Laughter is an important outlet for the pressures, pain and frustrations of leadership. Ronald Heifetz describes leadership as “walking on a razor’s edge,” meaning that it is extremely easy to get cut, and that the bleeding wounds hurt. I thought of this image recently as I listened to the words of an African leader who has embodied a profound commitment to reconciliation in the midst of tribal conflict and division: “To be a leader in this place, one has to get used to loneliness and betrayal.”
Unfortunately, in the midst of loneliness and betrayal, as a leader begins to feel the cuts from the razor’s edge, it is all too easy to lose one’s sense of humor. A leader focused on the pain may spiral downward into self-destruction. As another leader commented, “You sustain so many body blows and shots over time that eventually you begin to leak. And when you leak, you do the things that get you in trouble. You’ve got to stop the leaking.” Laughter is a primary vehicle for renewing the leader’s soul and life.
Laughter provides perspective and humility, reminding us that even with the best strategic planning and most effective consensus building efforts, we are not in control. For Jews and Christians, among others, it is a salutary reminder that we are not God.
Laughter also restores a sense of joy, the kind of joy that Paul commends in Philippians 4. It is a joy that can be sustained in the midst of suffering, a joy that is discovered in the goodness of God—even amidst the travails of daily life. “From frowning saints,” St. Teresa of Avila is reported to have said, “Good Lord, deliver us.” And from frowning sinners too!
Perhaps most importantly, laughter cultivates relationships and community. We long to laugh with others, not to laugh alone. Indeed, it is disappointing to hear a great joke and then to have nobody with whom to share it. Great jokes and stories, funny and even absurdly silly videos, all make the rounds on the Internet because we want to be able to laugh well together. If loneliness and betrayal are dangers of leadership, then laughter is a powerful antidote.
Of course, it all depends on whether we know how to laugh with others more than we laugh at the expense of others. There are destructive jokes and stories that tear apart the fabric of community, and it is all too easy to scapegoat others through stereotypes perpetuated by bad jokes.

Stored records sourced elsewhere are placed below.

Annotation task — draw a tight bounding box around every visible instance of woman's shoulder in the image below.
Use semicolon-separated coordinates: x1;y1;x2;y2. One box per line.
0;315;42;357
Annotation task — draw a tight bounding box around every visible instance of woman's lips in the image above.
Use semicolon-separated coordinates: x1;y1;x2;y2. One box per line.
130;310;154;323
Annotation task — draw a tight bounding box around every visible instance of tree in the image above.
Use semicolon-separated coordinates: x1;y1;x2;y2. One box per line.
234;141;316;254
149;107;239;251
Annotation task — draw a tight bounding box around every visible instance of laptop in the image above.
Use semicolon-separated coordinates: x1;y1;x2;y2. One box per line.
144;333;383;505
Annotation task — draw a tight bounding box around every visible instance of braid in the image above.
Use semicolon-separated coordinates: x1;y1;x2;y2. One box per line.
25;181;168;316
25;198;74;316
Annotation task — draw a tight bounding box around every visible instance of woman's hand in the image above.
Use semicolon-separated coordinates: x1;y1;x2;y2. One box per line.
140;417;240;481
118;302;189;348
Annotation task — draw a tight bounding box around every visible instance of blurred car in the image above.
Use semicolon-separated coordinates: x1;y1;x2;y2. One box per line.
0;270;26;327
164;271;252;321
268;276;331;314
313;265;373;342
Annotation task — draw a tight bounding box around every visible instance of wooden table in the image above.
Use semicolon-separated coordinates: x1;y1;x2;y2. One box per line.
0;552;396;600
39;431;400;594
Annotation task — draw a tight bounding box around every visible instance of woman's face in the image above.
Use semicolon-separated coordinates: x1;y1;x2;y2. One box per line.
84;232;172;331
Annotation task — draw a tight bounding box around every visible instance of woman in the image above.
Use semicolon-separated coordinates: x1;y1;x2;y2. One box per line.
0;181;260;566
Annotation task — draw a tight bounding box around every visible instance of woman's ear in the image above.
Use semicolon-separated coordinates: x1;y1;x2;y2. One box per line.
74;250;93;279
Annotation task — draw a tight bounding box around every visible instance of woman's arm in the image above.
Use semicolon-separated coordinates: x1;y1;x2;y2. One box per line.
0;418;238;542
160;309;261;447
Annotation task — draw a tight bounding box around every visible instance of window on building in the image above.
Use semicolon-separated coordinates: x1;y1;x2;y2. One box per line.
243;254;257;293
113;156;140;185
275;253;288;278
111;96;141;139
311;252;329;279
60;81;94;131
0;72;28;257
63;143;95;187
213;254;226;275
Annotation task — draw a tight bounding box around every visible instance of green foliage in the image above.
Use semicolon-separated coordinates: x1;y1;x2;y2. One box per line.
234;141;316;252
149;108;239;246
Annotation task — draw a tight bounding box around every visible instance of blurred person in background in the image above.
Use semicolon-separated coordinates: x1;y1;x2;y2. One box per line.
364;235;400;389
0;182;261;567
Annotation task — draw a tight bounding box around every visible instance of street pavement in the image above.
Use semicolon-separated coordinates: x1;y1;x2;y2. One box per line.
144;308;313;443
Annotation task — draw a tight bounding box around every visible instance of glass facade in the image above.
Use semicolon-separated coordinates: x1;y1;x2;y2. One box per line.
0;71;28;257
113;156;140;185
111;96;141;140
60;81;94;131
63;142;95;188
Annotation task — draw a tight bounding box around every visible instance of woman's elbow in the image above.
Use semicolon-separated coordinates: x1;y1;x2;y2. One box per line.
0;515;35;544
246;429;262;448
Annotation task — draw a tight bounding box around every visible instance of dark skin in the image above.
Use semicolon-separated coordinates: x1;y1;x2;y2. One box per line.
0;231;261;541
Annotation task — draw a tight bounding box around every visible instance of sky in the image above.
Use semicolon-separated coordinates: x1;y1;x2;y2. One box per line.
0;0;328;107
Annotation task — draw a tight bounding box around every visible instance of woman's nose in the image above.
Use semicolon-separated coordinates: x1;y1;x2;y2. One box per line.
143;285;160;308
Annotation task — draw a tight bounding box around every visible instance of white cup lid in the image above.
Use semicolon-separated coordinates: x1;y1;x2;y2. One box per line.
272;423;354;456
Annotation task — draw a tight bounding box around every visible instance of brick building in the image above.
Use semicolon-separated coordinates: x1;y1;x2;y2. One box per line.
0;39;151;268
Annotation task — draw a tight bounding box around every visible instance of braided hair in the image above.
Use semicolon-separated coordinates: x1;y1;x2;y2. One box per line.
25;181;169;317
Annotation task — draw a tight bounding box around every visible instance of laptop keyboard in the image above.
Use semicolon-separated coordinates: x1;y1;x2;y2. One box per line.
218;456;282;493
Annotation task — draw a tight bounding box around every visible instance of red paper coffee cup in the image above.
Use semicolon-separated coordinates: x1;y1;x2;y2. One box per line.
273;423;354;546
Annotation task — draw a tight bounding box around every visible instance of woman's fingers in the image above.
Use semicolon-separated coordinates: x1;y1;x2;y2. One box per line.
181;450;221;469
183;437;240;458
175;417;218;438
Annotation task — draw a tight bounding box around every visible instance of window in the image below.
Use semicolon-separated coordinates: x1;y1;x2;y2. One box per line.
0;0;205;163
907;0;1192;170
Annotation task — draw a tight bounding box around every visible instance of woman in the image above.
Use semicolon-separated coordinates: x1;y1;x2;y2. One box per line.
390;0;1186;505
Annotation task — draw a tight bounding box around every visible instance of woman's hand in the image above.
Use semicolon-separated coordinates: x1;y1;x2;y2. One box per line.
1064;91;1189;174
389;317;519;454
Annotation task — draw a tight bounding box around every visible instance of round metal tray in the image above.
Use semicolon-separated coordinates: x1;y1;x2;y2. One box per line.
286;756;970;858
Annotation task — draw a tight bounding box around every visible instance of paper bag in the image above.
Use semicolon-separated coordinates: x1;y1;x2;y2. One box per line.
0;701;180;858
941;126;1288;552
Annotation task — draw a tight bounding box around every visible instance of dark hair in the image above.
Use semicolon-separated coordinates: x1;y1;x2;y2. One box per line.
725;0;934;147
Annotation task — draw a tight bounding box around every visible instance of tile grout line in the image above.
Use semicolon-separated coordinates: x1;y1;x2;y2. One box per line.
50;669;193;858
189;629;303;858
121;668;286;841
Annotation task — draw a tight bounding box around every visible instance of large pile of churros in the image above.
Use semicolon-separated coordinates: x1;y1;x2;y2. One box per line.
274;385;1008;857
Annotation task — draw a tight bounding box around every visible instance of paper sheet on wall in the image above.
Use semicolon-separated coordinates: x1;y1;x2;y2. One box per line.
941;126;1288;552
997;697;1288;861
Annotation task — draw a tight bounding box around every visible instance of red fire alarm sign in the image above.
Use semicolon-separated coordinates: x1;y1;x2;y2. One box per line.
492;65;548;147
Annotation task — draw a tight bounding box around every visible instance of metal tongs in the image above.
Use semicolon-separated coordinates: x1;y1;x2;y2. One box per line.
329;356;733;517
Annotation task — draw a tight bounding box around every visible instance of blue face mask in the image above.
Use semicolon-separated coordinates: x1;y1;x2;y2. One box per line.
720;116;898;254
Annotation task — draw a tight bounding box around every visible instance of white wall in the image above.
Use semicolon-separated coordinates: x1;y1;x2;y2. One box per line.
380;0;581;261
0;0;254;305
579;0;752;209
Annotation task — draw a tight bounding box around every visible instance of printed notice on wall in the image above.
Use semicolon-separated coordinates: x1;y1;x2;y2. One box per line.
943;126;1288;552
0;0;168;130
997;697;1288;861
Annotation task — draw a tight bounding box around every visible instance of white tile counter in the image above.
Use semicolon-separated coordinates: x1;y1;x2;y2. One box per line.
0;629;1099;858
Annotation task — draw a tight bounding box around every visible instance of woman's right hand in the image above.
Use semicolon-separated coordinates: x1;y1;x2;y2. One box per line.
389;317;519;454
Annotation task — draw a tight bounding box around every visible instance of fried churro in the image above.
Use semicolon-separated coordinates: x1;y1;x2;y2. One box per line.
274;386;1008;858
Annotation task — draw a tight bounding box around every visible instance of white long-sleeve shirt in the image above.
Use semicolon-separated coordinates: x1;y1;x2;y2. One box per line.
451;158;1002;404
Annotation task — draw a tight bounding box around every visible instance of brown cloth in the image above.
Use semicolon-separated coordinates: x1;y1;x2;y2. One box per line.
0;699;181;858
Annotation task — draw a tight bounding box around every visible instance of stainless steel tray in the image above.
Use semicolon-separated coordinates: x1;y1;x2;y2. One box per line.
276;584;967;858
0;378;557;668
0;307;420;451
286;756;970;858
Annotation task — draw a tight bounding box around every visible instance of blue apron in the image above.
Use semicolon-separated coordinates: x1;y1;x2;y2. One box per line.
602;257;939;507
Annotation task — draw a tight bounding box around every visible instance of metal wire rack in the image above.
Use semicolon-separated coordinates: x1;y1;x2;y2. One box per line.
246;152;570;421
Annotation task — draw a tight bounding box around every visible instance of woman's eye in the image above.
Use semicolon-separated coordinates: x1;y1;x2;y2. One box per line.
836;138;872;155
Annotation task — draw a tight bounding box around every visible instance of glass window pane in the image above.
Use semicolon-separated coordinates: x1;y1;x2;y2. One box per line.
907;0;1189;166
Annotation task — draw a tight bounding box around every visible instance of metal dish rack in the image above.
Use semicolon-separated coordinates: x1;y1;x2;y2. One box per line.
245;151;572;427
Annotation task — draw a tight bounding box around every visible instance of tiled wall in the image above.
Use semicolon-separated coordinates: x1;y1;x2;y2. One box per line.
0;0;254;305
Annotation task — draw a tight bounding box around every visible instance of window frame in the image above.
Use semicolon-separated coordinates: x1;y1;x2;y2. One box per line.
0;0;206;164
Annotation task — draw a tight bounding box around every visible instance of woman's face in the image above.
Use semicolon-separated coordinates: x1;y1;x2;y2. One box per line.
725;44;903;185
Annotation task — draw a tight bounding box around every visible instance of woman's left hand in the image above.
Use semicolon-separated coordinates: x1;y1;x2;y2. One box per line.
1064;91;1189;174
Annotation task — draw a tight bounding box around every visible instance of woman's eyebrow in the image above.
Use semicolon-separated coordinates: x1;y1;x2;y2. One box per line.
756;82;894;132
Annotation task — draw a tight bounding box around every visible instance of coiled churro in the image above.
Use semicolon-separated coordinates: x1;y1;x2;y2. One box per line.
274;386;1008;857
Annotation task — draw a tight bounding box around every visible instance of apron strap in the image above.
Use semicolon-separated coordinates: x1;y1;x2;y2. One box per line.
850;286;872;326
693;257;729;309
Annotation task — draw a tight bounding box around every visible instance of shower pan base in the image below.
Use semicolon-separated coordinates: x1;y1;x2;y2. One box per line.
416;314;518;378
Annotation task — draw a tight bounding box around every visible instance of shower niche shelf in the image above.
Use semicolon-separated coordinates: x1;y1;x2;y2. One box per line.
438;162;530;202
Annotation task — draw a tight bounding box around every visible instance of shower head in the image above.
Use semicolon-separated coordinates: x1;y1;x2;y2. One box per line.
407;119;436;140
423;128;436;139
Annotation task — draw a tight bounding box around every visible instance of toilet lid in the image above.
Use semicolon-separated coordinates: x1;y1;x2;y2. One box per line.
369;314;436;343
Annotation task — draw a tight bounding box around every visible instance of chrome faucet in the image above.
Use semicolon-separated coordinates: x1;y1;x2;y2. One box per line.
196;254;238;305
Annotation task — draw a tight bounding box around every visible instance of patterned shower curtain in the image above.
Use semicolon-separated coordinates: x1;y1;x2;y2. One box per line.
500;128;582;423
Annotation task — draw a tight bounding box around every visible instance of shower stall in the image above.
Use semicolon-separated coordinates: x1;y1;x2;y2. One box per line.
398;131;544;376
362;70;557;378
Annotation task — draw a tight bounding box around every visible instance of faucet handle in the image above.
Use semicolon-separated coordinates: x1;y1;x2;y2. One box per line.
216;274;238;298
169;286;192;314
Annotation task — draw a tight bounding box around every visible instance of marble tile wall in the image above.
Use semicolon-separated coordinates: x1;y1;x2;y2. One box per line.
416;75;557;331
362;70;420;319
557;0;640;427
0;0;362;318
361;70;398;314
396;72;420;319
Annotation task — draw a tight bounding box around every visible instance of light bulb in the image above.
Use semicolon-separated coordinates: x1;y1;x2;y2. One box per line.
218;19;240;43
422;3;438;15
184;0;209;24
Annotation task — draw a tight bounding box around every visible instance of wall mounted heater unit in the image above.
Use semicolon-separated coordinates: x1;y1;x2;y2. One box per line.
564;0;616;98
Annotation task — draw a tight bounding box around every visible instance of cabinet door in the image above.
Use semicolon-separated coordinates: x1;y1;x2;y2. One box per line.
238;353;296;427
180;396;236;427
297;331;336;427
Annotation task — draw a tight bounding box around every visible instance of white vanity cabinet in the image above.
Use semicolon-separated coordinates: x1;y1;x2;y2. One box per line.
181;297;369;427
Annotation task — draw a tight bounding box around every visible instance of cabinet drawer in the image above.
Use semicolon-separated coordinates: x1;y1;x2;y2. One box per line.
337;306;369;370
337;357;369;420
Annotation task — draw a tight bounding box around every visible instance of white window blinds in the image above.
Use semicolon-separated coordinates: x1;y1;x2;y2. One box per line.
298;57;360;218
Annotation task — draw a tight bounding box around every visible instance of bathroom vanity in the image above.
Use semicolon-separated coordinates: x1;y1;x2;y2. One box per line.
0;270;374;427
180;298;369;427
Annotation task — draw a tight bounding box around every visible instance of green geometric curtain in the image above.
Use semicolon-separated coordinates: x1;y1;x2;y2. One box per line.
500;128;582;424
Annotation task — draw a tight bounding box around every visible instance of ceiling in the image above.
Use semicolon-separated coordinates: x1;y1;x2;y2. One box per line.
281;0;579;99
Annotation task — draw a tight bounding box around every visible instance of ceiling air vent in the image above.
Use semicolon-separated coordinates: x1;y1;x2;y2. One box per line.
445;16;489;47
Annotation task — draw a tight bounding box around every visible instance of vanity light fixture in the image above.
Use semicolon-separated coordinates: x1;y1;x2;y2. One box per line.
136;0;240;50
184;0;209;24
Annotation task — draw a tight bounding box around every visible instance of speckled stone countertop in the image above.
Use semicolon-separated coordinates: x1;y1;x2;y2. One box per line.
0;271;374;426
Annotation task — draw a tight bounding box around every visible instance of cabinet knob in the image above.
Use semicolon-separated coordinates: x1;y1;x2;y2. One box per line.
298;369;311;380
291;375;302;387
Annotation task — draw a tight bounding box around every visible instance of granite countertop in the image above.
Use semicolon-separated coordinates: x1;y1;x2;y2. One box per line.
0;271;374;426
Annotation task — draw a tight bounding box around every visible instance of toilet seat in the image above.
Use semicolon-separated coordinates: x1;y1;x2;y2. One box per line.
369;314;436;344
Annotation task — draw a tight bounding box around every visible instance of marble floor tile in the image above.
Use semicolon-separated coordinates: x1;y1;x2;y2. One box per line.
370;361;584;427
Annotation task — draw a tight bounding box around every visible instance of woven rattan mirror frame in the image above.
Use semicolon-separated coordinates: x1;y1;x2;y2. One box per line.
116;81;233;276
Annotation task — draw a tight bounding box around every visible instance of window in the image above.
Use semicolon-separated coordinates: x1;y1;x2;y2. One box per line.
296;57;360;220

There is an art to having and conveying a sense of humor. It is crucial that we learn when to laugh, why to laugh, what to laugh at, and with whom we are invited to laugh. That is why I still treasure my memories of dinner-table conversations with my parents as I was growing up, and why my wife and I have sought to cultivate similar conversations with our own kids. Laughter cultivates habits of friendship and community, and gives us all a sense of perspective and joy.